Hartford Accident & Indemnity Co. v. Addison, supra, supports the conclusion we have reached. Shannon v. Western Indemnity Company, 257 S. W. 522 (Tex. Com. App.), confirms the significance we have given to certain aspects of the evidence as indicating lack of control by Shipyard over the management of the dragline. Maryland Casualty Co. v. Donnelly, 50 S. W. (2d) 388 (Tex. Civ. App., er. dism.), cited for the insurer of Smith, was a clear case of special employment on the facts, both the special employee and his general employer being engaged in manual work for the special employer wholly different in character from that of the general employment, peculiarly the business of the special employer and under the immediate direction *228of the latter’s superintendent as to the details of everything that was done. The important features that have influenced us in the present case were wholly lacking.

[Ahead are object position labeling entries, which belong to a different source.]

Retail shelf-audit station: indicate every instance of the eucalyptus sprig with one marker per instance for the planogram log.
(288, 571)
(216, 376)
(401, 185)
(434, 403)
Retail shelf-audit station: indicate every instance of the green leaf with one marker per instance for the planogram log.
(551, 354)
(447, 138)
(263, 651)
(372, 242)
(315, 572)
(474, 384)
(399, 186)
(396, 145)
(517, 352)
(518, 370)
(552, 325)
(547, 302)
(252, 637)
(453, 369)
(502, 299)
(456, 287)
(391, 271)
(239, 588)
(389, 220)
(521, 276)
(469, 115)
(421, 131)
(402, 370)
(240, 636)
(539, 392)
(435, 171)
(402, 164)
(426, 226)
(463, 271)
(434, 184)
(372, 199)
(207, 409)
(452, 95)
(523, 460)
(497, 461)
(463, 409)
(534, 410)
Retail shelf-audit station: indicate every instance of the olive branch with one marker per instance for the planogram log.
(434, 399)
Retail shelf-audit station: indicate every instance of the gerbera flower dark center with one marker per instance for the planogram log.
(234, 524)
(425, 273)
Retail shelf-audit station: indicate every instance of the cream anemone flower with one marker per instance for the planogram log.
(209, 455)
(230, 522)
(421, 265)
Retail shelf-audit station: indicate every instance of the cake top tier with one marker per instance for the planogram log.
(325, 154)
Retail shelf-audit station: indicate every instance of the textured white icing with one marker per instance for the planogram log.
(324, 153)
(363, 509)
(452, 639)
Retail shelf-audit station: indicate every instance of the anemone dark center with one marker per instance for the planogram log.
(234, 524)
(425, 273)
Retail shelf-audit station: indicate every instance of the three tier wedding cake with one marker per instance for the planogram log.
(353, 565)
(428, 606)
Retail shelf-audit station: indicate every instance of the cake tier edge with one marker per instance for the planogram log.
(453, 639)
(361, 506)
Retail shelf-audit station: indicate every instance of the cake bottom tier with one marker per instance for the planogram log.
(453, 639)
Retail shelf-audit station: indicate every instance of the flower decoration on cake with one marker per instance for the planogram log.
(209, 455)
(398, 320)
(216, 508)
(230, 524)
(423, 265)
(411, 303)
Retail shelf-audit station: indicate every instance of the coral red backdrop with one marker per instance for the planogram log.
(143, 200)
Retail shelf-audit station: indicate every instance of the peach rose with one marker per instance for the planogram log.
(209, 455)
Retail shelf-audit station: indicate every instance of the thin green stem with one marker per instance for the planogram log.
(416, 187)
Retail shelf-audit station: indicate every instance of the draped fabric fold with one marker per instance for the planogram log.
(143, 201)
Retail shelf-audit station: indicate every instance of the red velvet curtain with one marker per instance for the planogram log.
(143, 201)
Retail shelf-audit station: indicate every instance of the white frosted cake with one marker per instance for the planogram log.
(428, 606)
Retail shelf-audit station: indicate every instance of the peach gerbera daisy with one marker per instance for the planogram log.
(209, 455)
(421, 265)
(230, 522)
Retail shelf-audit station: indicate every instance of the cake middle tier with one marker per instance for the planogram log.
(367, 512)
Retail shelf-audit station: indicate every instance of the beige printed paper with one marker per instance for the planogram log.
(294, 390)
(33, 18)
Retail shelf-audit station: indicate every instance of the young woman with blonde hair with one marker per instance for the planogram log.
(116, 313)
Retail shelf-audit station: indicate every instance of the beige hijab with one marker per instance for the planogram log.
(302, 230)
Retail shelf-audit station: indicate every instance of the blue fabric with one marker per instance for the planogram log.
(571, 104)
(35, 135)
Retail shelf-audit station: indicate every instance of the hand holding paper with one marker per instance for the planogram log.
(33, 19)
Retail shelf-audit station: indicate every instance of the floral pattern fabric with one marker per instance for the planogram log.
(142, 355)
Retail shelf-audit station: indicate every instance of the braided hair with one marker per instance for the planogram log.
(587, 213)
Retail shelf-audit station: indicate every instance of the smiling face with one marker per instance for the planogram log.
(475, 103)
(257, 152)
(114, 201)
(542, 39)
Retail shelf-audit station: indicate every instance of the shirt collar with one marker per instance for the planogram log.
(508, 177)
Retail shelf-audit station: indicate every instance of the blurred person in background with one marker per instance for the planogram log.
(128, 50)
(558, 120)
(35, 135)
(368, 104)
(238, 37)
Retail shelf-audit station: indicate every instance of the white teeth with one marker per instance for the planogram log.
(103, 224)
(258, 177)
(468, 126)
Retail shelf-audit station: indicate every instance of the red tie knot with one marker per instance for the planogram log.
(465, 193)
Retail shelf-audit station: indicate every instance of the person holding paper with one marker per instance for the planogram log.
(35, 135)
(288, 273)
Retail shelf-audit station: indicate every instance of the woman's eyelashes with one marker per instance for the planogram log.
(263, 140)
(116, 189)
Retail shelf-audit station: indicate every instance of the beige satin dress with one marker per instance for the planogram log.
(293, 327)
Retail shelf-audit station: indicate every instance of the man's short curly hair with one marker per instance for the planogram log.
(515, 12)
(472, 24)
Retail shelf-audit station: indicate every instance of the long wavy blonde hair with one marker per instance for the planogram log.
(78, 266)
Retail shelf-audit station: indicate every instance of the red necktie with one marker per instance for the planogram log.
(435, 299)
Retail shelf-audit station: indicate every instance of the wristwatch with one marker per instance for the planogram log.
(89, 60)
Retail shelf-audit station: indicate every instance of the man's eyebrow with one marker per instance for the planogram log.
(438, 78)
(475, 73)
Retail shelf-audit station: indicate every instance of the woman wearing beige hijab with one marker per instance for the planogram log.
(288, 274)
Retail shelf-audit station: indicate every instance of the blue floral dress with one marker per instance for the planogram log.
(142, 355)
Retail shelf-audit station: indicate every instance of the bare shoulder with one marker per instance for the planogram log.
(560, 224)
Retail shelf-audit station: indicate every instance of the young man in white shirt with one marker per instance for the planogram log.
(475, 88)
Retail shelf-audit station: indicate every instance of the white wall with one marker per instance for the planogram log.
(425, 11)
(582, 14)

The judgment of the Court of Civil Appeals is reversed. The judgment of the trial court is modified so as to deny recovery to petitioner, Mrs. Minnie Pridgen, against petitioner, Insurers Indemnity & Insurance Company, insurer of Texas Shipbuilding Company, and as so modified is affirmed. All costs in this court and in the Court of Civil Appeals are taxed against respondent Traders and General Insurance Company, insurer of L. 0. Smith, doing business as Texas Lumber & Construction Company.

Opinion delivered July 20, 1949.

Rehearing overruled. October 19, 1949.